Distributing Haskell programs in a multi-platform zip file

Published 2020-11-09 in sections English, Haskell.

My maybe most impactful piece of code is tttool and the surrounding project, which allows you to create your own content for the Ravensburger Tiptoi™ platform. The program itself is a command line tool, and in this blog post I want to show how I go about building that program for Linux (both normal and static builds), Windows (cross-compiled from Linux), OSX (only on CI), all combined into and released as a single zip file.

Maybe some of it is useful or inspiring to my readers, or can even serve as a template. This being a blob post, though, note that it may become obsolete or outdated.

Ingredients

I am building on the these components:

nix

Without the nix build system and package manger I probably woudn’t even attempt to pull of complex tasks that may, say, require a patched ghc. For many years I resisted learning about nix, but when I eventually had to, I didn’t want to go back.
haskell.nix

This project provides an alternative Haskell build infrastructure for nix. While this is not crucial for tttool, it helps that they tend to have some cross-compilation-related patches more than the official nixpkgs. I also like that it more closely follows the cabal build work-flow, where cabal calculates a build plan based on your projects dependencies. It even has decent documentation (which is a new thing compared to two years ago).
niv

Niv is a neat little tool to keep track of your dependencies. You can quickly update them with, say niv update nixpkgs. But what’s really great is to temporarily replace one of your dependencies with a local checkout, e.g. via
```
NIV_OVERRIDE_haskellNix=$HOME/build/haskell/haskell.nix nix-instantiate  -A osx-exe-bundle
```
There is a Github action that will keep your niv-managed dependencies up-to-date.
Cachix.org

This service (proprietary, but free to public stuff up to 10GB) gives your project its own nix cache. This means that build artifacts can be cached between CI builds or even build steps, and your contributors. A cache like this is a must if you want to use nix in more interesting ways where you may end up using, say, a changed GHC compiler. Comes with GitHub actions integration.
CI via Github actions

Until recently, I was using Travis, but Github actions are just a tad easier to set up and, maybe more important here, the job times are high enough that you can rebuild GHC if you have to, and even if your build gets canceled or times out, cleanup CI steps still happen, so that any new nix build products will still reach your nix cache.

The repository setup

All files discussed in the following are reflected at https://github.com/entropia/tip-toi-reveng/tree/7020cde7da103a5c33f1918f3bf59835cbc25b0c.
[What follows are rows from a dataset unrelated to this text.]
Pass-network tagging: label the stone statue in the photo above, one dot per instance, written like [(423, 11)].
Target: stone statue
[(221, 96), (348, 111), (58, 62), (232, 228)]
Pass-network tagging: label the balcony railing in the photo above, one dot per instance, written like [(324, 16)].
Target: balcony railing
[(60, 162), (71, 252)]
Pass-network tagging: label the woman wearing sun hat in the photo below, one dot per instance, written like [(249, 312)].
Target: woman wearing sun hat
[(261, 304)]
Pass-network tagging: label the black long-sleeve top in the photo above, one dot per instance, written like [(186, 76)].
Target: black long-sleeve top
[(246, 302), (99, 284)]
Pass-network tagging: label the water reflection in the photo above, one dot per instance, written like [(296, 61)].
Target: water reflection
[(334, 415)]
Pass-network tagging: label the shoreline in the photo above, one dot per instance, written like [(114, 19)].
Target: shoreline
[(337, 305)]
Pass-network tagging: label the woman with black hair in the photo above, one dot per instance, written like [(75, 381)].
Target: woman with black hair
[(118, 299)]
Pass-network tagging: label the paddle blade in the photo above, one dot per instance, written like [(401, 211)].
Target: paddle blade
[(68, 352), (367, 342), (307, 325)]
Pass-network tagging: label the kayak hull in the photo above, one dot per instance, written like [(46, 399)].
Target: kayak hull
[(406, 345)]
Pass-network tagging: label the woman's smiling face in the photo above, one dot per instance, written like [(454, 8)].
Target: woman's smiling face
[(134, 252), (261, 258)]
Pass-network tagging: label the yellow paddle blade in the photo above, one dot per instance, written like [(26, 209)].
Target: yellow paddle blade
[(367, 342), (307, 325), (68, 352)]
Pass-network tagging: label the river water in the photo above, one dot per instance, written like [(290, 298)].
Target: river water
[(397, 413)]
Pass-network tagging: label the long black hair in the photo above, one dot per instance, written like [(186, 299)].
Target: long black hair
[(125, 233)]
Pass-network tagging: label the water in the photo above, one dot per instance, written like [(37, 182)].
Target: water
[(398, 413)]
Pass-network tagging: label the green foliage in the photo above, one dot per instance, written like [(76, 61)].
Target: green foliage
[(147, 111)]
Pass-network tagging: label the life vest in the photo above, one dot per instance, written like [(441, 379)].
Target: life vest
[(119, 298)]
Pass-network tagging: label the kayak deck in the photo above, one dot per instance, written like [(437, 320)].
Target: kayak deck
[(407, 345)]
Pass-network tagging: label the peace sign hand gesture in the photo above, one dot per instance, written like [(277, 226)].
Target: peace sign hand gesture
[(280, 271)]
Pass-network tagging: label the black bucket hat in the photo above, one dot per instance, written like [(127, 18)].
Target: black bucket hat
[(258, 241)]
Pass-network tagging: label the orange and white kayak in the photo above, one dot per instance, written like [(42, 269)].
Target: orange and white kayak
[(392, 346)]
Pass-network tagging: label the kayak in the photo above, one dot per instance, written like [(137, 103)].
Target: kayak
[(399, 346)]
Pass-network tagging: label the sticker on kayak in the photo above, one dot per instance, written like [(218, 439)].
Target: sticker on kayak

We are starting with a fairly normal Haskell project, with a single .cabal file (but multi-package projects should work just fine). To make things more interesting, I also have a cabal.project which configures one dependency to be fetched via git from a specific fork.

To start building the nix infrastructure, we can initialize niv and configure it to use the haskell.nix repo:

niv init
niv add input-output-hk/haskell.nix -n haskellNix

This creates nix/sources.json (which you can also edit by hand) and nix/sources.nix (which you can treat like a black box).

Now we can start writing the all-important default.nix file, which defines almost everything of interest here. I will just go through it line by line, and explain what I am doing here.

{ checkMaterialization ? false }:

This defines a flag that we can later set when using nix-build, by passing --arg checkMaterialization true, and which is off by default. I’ll get to that flag later.

let
  sources = import nix/sources.nix;
  haskellNix = import sources.haskellNix {};

This imports the sources as defined niv/sources.json, and loads the pinned revision of the haskell.nix repository.

  # windows crossbuilding with ghc-8.10 needs at least 20.09.
  # A peek at https://github.com/input-output-hk/haskell.nix/blob/master/ci.nix can help
  nixpkgsSrc = haskellNix.sources.nixpkgs-2009;
  nixpkgsArgs = haskellNix.nixpkgsArgs;

  pkgs = import nixpkgsSrc nixpkgsArgs;

Now we can define pkgs, which is “our” version of the nixpkgs package set, extended with the haskell.nix machinery. We rely on haskell.nix to pin of a suitable revision of the nixpkgs set (see how we are using their niv setup).

Here we could our own configuration, overlays, etc to nixpkgsArgs. In fact, we do in

  pkgs-osx = import nixpkgsSrc (nixpkgsArgs // { system = "x86_64-darwin"; });

to get the nixpkgs package set of an OSX machine.

  # a nicer filterSource
  sourceByRegex =
    src: regexes: builtins.filterSource (path: type:
      let relPath = pkgs.lib.removePrefix (toString src + "/") (toString path); in
      let match = builtins.match (pkgs.lib.strings.concatStringsSep "|" regexes); in
      ( type == "directory"  && match (relPath + "/") != null
      || match relPath != null)) src;

Next I define a little helper that I have been copying between projects, and which allows me to define the input to a nix derivation (i.e. a nix build job) with a set of regexes. I’ll use that soon.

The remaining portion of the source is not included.